Adaptively Sketched Bregman Projection Methods for Linear Systems

TL;DR

This paper introduces the sketched Bregman projection (SBP) method, a flexible framework for solving linear systems that encompasses existing methods and allows for solutions with specific structures, supported by theoretical convergence and numerical experiments.

Contribution

It proposes the SBP method, generalizing adaptive sampling in linear system solvers, and provides convergence analysis and empirical validation for structured solutions.

Findings

SBP method unifies various iterative algorithms for linear systems.

Adaptive sampling rules improve convergence efficiency.
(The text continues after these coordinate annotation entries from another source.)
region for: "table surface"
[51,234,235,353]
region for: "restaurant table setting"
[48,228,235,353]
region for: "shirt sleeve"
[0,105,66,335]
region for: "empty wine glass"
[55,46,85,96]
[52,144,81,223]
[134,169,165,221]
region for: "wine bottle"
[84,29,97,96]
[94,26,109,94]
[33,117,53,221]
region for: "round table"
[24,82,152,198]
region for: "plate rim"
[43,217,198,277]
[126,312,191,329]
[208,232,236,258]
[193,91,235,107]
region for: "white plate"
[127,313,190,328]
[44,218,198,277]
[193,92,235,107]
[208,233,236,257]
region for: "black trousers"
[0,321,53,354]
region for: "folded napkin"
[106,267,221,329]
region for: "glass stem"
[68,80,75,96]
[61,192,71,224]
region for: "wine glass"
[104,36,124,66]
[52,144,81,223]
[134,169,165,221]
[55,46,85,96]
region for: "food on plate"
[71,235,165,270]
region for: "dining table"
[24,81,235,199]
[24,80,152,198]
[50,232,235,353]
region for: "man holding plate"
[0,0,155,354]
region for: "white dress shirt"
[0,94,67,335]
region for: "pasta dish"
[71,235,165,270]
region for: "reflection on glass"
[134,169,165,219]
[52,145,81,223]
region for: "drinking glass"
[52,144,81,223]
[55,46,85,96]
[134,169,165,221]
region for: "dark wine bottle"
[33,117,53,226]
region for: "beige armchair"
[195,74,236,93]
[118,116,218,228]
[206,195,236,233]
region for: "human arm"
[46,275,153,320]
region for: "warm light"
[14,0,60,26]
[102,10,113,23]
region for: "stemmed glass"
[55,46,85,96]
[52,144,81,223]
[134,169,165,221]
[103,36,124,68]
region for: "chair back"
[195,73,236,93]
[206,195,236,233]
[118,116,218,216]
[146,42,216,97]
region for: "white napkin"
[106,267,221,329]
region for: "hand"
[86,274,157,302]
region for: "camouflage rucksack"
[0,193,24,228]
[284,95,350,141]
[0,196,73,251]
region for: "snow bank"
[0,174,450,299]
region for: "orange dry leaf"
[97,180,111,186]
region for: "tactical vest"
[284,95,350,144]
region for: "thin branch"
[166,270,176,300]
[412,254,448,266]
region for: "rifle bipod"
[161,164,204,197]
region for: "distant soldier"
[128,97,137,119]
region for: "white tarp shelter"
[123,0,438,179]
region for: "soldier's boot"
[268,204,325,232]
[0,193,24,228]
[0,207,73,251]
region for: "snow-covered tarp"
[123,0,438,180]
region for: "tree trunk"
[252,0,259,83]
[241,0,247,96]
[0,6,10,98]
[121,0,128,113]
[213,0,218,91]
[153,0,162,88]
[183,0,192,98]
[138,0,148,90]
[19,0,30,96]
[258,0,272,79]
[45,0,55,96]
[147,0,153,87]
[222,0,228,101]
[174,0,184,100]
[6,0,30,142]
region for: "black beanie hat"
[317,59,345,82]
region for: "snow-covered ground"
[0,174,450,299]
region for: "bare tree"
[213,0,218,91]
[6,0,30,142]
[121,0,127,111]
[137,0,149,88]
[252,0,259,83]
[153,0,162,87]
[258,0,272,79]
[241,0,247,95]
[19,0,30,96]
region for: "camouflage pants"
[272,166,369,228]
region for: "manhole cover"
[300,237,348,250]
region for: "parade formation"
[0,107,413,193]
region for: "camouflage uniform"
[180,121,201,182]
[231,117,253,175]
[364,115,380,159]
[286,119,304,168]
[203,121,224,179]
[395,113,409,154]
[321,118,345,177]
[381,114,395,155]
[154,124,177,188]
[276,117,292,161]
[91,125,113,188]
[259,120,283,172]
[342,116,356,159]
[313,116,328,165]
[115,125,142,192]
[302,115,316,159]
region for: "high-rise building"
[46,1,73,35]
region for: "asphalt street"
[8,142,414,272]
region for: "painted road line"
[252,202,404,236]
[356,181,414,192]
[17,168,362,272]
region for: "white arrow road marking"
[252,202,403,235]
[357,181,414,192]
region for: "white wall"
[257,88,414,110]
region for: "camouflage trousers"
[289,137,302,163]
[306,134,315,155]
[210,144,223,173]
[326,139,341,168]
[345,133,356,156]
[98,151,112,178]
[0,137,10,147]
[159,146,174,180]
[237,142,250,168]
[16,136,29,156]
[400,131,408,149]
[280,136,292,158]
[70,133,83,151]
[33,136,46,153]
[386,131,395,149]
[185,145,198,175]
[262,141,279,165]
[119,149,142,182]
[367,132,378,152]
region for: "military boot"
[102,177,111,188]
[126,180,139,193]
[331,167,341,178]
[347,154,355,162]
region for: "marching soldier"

Numerical results show sampling Kaczmarz-Motzkin rule reduces computational costs.

Abstract

The sketch-and-project, as a general archetypal algorithm for solving linear systems, unifies a variety of randomized iterative methods such as the randomized Kaczmarz and randomized coordinate descent. However, since it aims to find a least-norm solution from a linear system, the randomized sparse Kaczmarz can not be included. This motivates us to propose a more general framework, called sketched Bregman projection (SBP) method, in which we are able to find solutions with certain structures from linear systems. To generalize the concept of adaptive sampling to the SBP method, we show how the progress, measured by Bregman distance, of single step depends directly on a sketched loss function. Theoretically, we provide detailed global convergence results for the SBP method with different adaptive sampling rules. At last, for the (sparse) Kaczmarz methods, a group of numerical simulations are tested, with which we verify that the methods utilizing sampling Kaczmarz-Motzkin rule demands the fewest computational costs to achieve a given error bound comparing to the corresponding methods with other sampling rules.